FCUK’D

Niall Ransome
Eastlake Productions
The Bunker

FCUK’D

A seventeen-year-old working class boy (Will Mytum) stands alone outside a school waiting for his young brother Matti at the start of Niall Ransome’s well-written poetic monologue FCUK’D.

They live on a bleak council estate with their mother who spends most of her time in bed with alcohol having retreated from the world. Their father left a long time ago.

The boy is the carer and he tells us Matti “looks after the books. I look after him.”

His own school experience was troubled. Being out of school is for him like being out on probation from a prison. But, in a moment of regret, he recalls booing a small girl in a blue dress who bravely stood on a school stage singing.
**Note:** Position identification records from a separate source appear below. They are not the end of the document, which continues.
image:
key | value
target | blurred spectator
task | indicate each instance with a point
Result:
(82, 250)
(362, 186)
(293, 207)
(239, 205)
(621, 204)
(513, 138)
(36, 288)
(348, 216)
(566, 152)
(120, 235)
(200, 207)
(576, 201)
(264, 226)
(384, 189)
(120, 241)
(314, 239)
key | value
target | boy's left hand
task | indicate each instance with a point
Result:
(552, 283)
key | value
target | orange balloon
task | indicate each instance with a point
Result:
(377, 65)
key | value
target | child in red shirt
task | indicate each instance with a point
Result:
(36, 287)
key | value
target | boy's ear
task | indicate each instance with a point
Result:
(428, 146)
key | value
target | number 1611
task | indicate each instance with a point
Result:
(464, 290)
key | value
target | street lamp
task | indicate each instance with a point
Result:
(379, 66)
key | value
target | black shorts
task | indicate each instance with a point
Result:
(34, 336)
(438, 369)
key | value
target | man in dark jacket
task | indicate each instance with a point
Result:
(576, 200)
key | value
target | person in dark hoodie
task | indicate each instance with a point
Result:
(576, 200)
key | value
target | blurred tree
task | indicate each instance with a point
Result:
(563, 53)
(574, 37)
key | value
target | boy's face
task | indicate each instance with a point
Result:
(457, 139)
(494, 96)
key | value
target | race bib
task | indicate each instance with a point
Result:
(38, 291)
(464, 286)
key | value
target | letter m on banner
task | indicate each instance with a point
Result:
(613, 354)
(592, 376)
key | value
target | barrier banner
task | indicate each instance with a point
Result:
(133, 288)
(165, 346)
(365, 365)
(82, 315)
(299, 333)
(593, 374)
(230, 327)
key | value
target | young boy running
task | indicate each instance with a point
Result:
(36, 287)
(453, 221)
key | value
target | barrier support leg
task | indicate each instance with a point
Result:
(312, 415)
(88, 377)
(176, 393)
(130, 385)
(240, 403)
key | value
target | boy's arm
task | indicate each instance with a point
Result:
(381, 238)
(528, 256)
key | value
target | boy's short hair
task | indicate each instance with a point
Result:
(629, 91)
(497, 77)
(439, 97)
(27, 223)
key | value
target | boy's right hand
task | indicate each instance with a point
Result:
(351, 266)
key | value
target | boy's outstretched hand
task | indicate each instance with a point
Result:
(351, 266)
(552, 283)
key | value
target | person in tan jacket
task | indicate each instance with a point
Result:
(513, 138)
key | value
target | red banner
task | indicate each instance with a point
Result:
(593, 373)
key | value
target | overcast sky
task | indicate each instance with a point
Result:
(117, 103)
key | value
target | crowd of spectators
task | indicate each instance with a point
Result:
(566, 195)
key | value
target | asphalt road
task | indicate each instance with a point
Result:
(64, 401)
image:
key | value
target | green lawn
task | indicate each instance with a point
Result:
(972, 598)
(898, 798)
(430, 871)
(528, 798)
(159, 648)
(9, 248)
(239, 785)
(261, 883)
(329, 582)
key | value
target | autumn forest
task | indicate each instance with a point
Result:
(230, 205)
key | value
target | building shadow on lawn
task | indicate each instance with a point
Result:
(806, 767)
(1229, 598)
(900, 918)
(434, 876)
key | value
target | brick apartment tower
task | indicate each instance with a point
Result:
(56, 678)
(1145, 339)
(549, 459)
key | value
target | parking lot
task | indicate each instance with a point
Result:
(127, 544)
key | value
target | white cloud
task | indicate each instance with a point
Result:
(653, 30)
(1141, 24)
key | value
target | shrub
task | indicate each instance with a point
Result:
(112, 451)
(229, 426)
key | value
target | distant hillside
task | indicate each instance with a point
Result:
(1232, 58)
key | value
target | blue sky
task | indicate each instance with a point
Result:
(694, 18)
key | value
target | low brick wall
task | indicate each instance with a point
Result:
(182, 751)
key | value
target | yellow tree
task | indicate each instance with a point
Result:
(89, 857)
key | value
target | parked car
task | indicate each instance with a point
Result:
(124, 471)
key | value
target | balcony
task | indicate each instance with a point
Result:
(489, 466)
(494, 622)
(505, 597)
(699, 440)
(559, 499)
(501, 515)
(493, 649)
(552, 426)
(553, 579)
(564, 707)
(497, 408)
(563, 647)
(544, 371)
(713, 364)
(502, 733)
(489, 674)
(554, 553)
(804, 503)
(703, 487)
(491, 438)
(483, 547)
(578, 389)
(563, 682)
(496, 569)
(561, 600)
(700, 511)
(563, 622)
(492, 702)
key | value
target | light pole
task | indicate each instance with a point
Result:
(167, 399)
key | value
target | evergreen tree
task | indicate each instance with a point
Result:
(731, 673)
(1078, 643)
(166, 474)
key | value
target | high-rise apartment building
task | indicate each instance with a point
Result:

That was a time when his “new favourite game was pushing them to the edge to see if they jump."

The cliff edge is an image that recurs in this bleak Christmas story of children making do in a world without support. It is where the boy feels he is most of the time.

Will Mytum gives a strong, engaging performance. His words are underscored by Peter Wilson’s imaginative unsettling sound design, his actions often given a chilly emphasis by Jess Bernberg’s lighting design.

The boy tells us of the area he lives in that, “you wouldn’t want to get lost down here. Don’t take the wrong turn. You’ll get your head kicked in. This is England.”

Yet even the little security they have is threatened by a decision to take Matti into care. In response, the brothers go on the run, sleeping rough under bridges, shoplifting for food and surviving the best they can.

Niall Ransome writes compassionately about their difficult circumstances and paints a picture of hope in the brothers’ warm, positive relationship that contrasts with the cold remoteness of the authorities.

There are moments of humour as they play “I Spy” or mess about in the rain. And they are fantastically loyal to each other.

The boy is one of the usually invisible army of children who are holding families together without support in areas that seem abandoned by society.

Niall Ransome’s gentle play helps us care and understand the situation all the better to change it.